Everything sounds better with the word “adventure” tacked to it.
Today involved much art. Art and subways. Extra subways because I was an idiot and left the apartment without my camera battery, and therefore had to return to my apartment to get the camera battery. You will be happy to see that I did, I was able to take some installation shots at the Brooklyn Museum.
I met up with Phil at P.S. 1, in Long Island City in Queens. P.S. 1 is MoMA’s off-site center for contemporary art. The museum is located in a converted schoolhouse (hence the name). MoMA lacks space in its midtown location for the sufficient display of contemporary art, so this location helps in terms of air time. Also, the artists shown here are lesser known, and the space’s less-touristy location enables experimentation in terms of who and what is shown.
At least, that’s what I hoped it would be. I was actually a little disappointed by P.S. 1. Yes, the pool installation near the lobby is really neat, but it is mostly a visual trick, and an obvious one at that. I do like P.S. 1’s Summer Warm-Up series, and how they commission a new outdoor concert area every year via their Young Architects Program. I think it’s a good way to rally the local cultural community and it brings a lot of families and other unlikely visitors to the museum. This year’s YAP winner is Afterparty, sort of giant coney thatched volcanoes that mist the crowd below to keep them cool.

So those aspects of the museum were positive. I liked some of the works in the Jonathan Horowitz show, but I thought a lot of the work was humorless, heavy-handed, and rather obvious–lots of anti-war works, stupid photographic tricks like turning a photo of Bush upside down, or ripping a picture of the Pope in half alla Sinead O’Connor. Said heavy-handedness was even more apparent in the works of Lutz Bacher; this exhibit also had poor video art. Enough said. A Kenneth Anger video retrospective was interestingly installed but I find that very few visitors, myself included, have the patience to watch a long series of experimental films (not video art, Phil would yell at me if I called it video art) in an art museum, although I do understand that many film types are really excited about the chance to see so many of Anger’s works in a not-youtube-setting. I really liked the semiotic word-play object-based drawings of Michael Joaquin Grey, especially his topographical pulsing interpretation of The Wizard of Oz. I was also really pleased by William Kentridge’s stairwell installations. Overall, though, I was sort of puzzled by the museum and by the art chosen by the curators. The work chosen demonstrated to me that some of the more exciting works being made today are in traditional media: painting, drawing, and sculpture. Bad video art is really unbearable, and unfortunately much of the multi-media work being shown today is bad. The contemporary art gallery at MoMA proper has a giant drawing show, and it is really astounding, much better than most of what I saw at P.S.1, but still something of a mess exhibition wise.
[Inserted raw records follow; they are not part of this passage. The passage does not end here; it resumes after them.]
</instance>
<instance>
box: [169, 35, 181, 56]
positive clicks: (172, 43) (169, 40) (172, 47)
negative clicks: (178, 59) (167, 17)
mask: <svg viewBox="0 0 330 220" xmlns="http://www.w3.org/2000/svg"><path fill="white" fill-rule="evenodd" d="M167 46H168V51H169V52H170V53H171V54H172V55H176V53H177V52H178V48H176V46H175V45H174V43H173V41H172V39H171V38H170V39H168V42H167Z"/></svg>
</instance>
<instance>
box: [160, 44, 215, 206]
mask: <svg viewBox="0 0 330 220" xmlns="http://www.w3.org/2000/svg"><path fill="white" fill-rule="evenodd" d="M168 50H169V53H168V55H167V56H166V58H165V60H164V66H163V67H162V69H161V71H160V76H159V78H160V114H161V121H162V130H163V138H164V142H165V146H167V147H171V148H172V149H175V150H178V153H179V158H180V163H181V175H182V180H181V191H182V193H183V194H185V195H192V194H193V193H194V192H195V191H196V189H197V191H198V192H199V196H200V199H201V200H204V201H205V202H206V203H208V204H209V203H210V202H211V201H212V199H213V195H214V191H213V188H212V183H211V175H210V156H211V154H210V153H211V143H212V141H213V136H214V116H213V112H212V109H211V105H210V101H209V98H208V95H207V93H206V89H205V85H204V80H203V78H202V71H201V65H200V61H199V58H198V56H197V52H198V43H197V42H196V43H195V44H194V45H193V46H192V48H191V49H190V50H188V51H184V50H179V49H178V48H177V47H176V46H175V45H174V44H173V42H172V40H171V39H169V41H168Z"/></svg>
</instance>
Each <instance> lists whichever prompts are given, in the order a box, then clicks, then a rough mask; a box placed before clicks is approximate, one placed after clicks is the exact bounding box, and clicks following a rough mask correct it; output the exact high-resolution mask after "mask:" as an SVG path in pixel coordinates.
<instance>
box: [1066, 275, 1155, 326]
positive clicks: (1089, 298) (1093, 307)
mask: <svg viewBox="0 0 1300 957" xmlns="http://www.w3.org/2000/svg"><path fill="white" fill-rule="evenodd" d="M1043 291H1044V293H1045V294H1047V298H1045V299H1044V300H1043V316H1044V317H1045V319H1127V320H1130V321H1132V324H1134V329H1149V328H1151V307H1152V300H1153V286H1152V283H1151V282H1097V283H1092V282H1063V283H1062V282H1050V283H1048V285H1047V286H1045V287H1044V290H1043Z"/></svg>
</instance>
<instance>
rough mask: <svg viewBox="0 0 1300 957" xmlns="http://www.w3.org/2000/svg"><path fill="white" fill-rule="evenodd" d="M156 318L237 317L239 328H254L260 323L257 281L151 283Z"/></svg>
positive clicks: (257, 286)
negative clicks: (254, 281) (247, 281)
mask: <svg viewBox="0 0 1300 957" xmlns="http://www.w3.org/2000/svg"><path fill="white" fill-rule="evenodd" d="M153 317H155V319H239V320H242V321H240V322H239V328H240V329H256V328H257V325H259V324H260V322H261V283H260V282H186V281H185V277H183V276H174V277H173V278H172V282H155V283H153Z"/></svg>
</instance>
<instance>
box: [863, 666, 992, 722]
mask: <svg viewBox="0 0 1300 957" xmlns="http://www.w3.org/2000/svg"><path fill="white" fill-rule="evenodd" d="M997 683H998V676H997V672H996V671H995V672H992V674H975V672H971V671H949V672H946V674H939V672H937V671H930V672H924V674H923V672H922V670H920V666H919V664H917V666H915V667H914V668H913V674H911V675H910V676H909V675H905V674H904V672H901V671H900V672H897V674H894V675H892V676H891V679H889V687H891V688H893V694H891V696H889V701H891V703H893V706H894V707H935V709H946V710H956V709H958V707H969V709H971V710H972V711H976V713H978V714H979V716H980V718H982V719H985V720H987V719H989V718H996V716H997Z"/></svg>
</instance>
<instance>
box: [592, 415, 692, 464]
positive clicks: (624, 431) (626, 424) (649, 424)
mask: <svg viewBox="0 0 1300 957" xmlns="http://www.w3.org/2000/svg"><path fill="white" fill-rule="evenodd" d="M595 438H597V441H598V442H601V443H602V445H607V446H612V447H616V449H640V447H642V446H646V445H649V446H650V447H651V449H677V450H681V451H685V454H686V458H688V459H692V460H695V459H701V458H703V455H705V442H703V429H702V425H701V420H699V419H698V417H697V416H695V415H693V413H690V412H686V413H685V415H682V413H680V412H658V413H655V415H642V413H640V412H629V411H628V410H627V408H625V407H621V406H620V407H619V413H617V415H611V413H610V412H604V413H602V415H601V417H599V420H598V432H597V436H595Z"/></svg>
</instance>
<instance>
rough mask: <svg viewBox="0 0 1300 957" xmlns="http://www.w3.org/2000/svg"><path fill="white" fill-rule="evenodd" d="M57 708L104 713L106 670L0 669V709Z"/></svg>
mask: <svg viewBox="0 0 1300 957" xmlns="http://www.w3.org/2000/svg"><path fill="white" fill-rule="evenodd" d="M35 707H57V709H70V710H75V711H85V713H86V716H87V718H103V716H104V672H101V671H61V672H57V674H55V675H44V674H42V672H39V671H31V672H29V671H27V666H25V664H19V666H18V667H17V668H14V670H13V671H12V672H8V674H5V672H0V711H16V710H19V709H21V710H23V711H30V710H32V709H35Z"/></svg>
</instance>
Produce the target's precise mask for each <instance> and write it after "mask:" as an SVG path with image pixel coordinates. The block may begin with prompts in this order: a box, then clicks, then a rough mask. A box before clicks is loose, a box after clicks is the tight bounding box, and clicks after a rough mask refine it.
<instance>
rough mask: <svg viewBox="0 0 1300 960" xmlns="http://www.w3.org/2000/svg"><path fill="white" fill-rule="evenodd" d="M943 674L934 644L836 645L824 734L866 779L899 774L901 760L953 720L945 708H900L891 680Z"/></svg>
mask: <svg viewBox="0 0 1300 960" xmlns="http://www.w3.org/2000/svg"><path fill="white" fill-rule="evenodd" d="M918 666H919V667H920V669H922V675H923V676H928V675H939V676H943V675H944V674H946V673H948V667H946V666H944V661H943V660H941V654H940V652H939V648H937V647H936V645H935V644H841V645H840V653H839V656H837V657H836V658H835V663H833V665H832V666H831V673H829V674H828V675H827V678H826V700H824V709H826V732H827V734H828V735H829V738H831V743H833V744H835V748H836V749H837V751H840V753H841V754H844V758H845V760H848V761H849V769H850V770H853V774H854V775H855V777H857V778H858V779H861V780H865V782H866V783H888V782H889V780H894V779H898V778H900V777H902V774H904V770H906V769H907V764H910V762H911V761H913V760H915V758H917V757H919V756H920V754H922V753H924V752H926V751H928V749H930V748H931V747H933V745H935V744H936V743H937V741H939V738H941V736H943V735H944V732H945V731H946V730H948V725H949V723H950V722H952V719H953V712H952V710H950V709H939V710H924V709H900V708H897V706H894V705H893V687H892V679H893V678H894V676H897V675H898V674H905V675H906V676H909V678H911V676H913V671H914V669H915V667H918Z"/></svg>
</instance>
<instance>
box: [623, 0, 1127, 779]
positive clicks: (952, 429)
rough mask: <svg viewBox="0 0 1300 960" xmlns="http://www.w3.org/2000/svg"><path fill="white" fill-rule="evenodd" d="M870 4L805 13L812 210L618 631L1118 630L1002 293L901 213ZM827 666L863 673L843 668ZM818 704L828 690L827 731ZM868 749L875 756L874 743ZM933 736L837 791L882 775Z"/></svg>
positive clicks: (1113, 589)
Maybe the contemporary art curators at P.S.1 and MoMA don’t know what to do with themselves, I’m not really sure. Also, the museum is not particularly visitor-friendly: the layout is confusing, and the curators/educators do not do much in the way of explaining the art to visitors. Many people are turned-off by contemporary art, and I do not feel that P.S. 1 did much to remedy that situation. I am glad I finally visited P.S. 1 but I find it a really problematic institution.
Check-in for part II of said multi-borough museum adventure tomorrow!
Hi! Carmen from the Whit here. Love your blog!
Just had to point out, though– PS1 isn’t a MoMA outpost. They are an independent museum that is involved in a partnership with MoMA, and thusly their curatorial department is separate from MoMA’s. They are also not a collecting institution, so their stuff isn’t theirs… Yes, it allows more “air time” and room for much experimentation. PS1 had a happy and healthy history in NYC before MoMA partnered with it a few years ago… They also have some of the sweetest “permanent” site-specific works in town!
Hey Carmen! Thanks for reading and thanks for letting me know! I figured the curatorial departments were separate but I didn’t realize that they were just partners, not part of the same organization. Do you know why MoMA decided to partner with it? Again, I liked some of the work shown but a lot of it I found problematic–but I loved the site-specific stuff, like the works in the stairwells.